Last year, Dickerson played 69 games with Casper. He posted an absurd stat-line of .348/.412/.634. He smashed 13 homeruns, 22 doubles, and 9 triples. Oh yeah, he also stole 12 bases. Excitement over rookie ball numbers must be tempered, but Corey displayed signs of serious potential at the plate.
Dickerson is left-handed and has legitimate power. He is a back foot hitter with a quiet approach. He loads up, keeps his weight back, and moves his hands very little. His head always remains still. As a result, he makes excellent contact. I love guys that hit like that. They are less susceptible to off-speed pitches and generally more powerful. I’m not making a comparison here, but Pujols is a back foot hitter.
Dickerson will turn 22 in May. That’s a little bit older than most low-level minor leaguers, but he is still young. Because of their depth, the Rox have the luxury of patience with all of their outfield prospects. In all likelihood, Corey will be sent to Asheville to start the year, but there is an outside shot of him going to Modesto.

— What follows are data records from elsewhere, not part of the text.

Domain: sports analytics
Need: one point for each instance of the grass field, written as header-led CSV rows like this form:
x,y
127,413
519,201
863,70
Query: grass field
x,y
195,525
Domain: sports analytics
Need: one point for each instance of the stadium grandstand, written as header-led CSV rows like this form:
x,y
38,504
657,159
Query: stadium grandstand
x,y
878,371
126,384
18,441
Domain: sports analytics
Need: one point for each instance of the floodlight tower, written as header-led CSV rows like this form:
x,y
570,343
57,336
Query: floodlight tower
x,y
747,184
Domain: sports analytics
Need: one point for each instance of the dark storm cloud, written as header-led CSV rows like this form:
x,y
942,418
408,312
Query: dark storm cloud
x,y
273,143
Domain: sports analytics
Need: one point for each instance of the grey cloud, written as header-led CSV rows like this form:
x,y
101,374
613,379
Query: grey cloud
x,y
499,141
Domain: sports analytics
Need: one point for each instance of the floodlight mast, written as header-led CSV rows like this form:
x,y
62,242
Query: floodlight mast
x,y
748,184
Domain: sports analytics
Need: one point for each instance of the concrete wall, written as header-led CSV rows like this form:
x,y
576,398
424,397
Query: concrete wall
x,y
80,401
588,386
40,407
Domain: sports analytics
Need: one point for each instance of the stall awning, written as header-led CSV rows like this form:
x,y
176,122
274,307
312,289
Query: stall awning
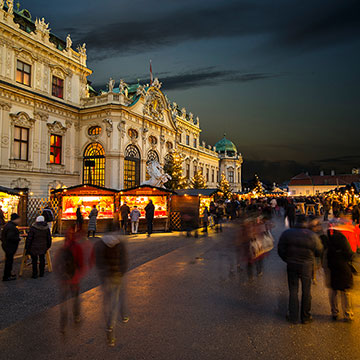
x,y
146,190
198,192
84,190
9,191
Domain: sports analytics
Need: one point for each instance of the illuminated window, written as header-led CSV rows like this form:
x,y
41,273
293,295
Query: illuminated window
x,y
131,167
23,73
94,165
231,176
133,134
152,140
55,149
58,87
94,130
152,156
21,143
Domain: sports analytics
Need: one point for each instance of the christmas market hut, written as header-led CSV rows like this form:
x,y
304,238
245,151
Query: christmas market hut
x,y
85,197
139,196
13,201
191,203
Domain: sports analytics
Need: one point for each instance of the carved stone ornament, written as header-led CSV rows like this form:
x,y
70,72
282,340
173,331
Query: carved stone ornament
x,y
154,105
20,183
22,119
57,128
108,126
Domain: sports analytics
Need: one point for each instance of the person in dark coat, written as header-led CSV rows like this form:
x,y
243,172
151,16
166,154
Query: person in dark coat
x,y
298,247
150,212
112,263
79,218
290,213
339,256
38,242
92,221
10,241
124,212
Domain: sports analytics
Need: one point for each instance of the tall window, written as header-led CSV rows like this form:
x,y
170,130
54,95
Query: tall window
x,y
132,167
21,143
94,165
23,73
58,87
231,176
152,156
55,149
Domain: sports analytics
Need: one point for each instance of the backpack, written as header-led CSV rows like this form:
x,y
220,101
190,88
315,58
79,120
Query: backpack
x,y
48,215
65,264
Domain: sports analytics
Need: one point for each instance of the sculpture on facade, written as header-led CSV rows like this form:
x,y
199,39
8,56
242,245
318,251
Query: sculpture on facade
x,y
111,85
10,5
68,42
157,175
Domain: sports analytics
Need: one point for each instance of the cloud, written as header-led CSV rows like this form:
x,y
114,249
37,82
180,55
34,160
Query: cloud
x,y
283,25
202,77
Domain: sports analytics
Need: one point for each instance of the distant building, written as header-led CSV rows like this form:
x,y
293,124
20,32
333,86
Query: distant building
x,y
305,184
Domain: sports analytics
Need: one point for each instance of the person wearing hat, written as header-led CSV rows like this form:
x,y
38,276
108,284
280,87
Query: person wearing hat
x,y
10,241
37,244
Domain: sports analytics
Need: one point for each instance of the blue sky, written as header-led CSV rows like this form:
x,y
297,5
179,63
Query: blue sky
x,y
280,77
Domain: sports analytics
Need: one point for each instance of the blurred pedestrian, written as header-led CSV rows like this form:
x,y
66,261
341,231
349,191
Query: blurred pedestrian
x,y
48,215
124,211
339,256
38,242
134,217
112,263
298,247
79,218
69,266
10,239
150,212
92,221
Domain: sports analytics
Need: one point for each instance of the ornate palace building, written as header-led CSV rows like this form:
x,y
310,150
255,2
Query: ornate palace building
x,y
56,131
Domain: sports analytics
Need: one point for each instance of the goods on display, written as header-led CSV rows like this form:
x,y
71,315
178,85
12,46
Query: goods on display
x,y
104,204
160,203
9,204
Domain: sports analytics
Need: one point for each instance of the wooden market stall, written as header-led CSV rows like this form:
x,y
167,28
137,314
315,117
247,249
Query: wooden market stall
x,y
13,201
140,197
191,202
86,196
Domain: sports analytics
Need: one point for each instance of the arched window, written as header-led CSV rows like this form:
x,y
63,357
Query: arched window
x,y
152,156
132,167
94,165
94,130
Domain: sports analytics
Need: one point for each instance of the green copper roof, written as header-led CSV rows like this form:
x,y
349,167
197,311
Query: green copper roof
x,y
225,145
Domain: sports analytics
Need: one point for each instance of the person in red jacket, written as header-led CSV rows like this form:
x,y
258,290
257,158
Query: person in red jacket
x,y
70,268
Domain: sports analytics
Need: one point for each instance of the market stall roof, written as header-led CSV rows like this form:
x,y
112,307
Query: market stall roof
x,y
197,192
85,189
141,189
9,191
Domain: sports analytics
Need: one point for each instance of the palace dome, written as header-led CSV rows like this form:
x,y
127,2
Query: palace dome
x,y
226,147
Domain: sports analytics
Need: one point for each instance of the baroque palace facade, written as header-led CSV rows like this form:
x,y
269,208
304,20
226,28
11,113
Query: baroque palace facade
x,y
56,131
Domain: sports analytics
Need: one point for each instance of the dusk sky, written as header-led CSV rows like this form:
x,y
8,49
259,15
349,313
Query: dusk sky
x,y
280,77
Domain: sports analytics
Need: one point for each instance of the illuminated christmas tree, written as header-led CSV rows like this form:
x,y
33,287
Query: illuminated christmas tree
x,y
258,186
198,181
224,186
174,167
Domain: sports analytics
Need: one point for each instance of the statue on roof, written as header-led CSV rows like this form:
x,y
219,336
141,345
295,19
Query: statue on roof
x,y
10,5
68,42
111,84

The Tourist’s outfield has a chance to be special. The starting lineup will have Dickerson in left, Rafael Ortega in center, and Kyle Parker in right. You could argue that all three rank among the Rockies’ top ten prospects.
As with any minor leaguer, only time will reveal Dickerson’s true ability, but he is off to one hell of a start. I will now be taking donations from anyone that wants to aid a Rox Pile summer trip to Asheville.